19 September 2013

Expressionists and Picasso Ceramics in Leicester

Cultural affairs in the UK, apart from Scotland, are notoriously London-centric, and, of course, the visual arts are no exception. There are arguments for this state of affairs being desirable, for instance Brian Sewell writing in an article in 2007 about the British Art Show’s return to London:
It was damned silly of the Hayward Gallery, to which the show 'belongs', to let loose its grip and allow London to be deprived of it. I know all the arguments for sharing shows of every kind with the far-flung provinces and am wholly in sympathy with them, but London provides by far the largest audience and should never have been eliminated from the circuit. It is in London, more than anywhere, that continuity matters for both the artist and the informed critical audience. (Naked Emperors p28)
In the years since Sewell’s article, London’s national supremacy has become even more firmly established with its emergence as a major international centre for contemporary art. Louisa Buck explained in the autumn 2013 Art Quarterly how this came about, and where to find it at street level. 

However, even though most major exhibitions will always be in London, the establishment of Tate St Ives in Cornwall (South West England) and, more particularly, of Tate Liverpool has done something to redress the balance in England. The efforts made by the Public Catalogue Foundation to digitise the nation’s entire collection of oil paintings and the fact that their images have been made available through BBC Your Paintings are also steps in the same direction. There is also Christopher Lloyd’s In Search of a Masterpiece: An Art Lover's Guide to Great Britain and Ireland, which provides a helpful guide for art lovers as to what is worth seeking out and looking at outside, as well as inside, the M25.
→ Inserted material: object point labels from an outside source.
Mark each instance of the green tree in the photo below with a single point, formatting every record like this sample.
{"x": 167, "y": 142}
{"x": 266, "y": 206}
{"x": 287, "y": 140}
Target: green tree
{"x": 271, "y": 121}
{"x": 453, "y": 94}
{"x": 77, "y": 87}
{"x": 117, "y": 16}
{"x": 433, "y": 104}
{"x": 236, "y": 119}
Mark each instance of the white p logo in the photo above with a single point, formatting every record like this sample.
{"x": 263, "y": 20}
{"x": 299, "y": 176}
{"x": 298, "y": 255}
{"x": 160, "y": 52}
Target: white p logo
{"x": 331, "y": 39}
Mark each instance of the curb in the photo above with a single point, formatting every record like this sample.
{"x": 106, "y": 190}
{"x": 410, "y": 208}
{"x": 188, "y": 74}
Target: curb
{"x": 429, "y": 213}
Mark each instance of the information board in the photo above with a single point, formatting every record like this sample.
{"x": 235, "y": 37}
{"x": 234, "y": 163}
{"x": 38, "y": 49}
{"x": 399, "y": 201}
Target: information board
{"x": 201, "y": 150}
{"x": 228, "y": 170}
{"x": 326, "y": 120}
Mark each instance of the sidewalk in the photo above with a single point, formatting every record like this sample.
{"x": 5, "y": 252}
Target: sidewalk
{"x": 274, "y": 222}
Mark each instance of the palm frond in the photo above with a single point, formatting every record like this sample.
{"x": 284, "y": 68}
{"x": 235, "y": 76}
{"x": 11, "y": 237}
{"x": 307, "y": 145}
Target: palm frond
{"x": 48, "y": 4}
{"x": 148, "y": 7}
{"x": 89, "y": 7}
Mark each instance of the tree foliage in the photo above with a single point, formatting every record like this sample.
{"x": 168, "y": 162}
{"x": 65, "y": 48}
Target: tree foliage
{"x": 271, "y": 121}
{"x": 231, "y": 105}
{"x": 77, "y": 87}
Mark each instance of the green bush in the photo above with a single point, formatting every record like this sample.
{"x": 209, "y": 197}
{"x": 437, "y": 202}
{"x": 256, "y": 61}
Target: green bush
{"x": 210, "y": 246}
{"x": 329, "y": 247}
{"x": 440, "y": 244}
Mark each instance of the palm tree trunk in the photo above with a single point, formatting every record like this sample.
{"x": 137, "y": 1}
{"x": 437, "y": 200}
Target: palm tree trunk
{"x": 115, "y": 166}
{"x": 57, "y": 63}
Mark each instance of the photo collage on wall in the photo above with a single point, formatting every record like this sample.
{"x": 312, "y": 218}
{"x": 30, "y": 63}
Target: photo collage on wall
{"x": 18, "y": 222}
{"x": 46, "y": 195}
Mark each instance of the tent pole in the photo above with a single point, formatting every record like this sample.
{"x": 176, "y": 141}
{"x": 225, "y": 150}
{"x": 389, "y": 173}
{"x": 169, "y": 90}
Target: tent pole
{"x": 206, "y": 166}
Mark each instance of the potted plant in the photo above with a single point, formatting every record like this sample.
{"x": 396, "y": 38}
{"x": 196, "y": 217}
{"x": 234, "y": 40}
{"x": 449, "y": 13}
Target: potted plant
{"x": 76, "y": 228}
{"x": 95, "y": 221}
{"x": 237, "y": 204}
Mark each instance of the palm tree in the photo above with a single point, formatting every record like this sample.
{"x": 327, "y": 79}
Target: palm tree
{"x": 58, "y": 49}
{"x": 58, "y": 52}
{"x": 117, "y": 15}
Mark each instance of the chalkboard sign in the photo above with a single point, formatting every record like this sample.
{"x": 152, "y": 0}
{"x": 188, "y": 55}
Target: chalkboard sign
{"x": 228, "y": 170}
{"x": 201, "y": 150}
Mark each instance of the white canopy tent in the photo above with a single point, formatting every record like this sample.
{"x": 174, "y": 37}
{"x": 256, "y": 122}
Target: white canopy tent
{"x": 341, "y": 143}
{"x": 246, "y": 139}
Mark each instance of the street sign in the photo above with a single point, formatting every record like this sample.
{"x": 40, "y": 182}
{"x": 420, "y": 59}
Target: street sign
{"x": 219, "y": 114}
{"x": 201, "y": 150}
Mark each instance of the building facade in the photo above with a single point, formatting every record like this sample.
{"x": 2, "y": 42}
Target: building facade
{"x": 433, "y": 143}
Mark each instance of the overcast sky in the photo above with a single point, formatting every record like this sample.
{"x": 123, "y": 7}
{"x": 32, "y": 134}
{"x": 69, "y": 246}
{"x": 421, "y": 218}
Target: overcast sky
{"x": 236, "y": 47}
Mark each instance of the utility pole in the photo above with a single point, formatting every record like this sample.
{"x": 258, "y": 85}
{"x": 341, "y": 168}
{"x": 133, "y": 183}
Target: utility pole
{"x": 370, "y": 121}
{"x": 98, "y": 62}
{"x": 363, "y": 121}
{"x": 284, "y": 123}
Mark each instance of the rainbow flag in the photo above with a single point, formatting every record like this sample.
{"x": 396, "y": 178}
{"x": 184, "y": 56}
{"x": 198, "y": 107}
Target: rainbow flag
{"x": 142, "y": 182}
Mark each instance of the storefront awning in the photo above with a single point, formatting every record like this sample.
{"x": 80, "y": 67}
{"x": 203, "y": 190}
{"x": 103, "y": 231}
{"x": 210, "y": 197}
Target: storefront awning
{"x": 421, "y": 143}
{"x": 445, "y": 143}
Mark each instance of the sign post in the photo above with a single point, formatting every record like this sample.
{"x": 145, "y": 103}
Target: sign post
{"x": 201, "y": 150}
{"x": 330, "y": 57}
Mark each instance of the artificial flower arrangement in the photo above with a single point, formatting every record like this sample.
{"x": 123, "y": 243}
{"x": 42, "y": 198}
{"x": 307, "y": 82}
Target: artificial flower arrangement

In this spirit, this post will hopefully be the first of an occasional series about some of the good things to be found across England and Wales outside London, and not just in the South West.

Anyone with an interest in the origins of Expressionism, used as a blanket term for avant-garde German art from 1905 until the Nazi ascendancy in the 1930s, will find limited opportunities to see works in Britain. The Radev Collection, recently on tour, holds Blaue strasse c1916 by Jawlensky, a member of the Blaue Reiter group. Last year, the Richard Nagy gallery in London showed a selection from the Silverman Collection including works by Otto Dix, Luwig Meidner and George Grosz. But the best permanent collection covering Der Blaue Reiter and its predecessor, Die Brücke, is that of the New Walk Museum and Art Gallery in Leicester [Not on display until 2014]. The majority of the works are drawings and prints but particularly worth seeing is Franz Marc’s Rote Frau 1912 (left), “possibly the most important work by a German Expressionist to be found here [the UK]” according to Lloyd.

Lloyd does not mention that the New Walk Museum also holds the Attenborough Collection of Picasso ceramics, donated by Lord and Lady Attenborough to commemorate the members of their family who died in the Asian Tsunami in 2004. About 40 works (examples below) are on rotating display from a collection of 150 bought by the Attenboroughs from the Madoura pottery in Vallauris (near Antibes, France), starting in the mid-1950s.
 

Together, these ceramics and the Expressionist collection will make a visit to New Walk well worthwhile, once the latter element has returned in 2014.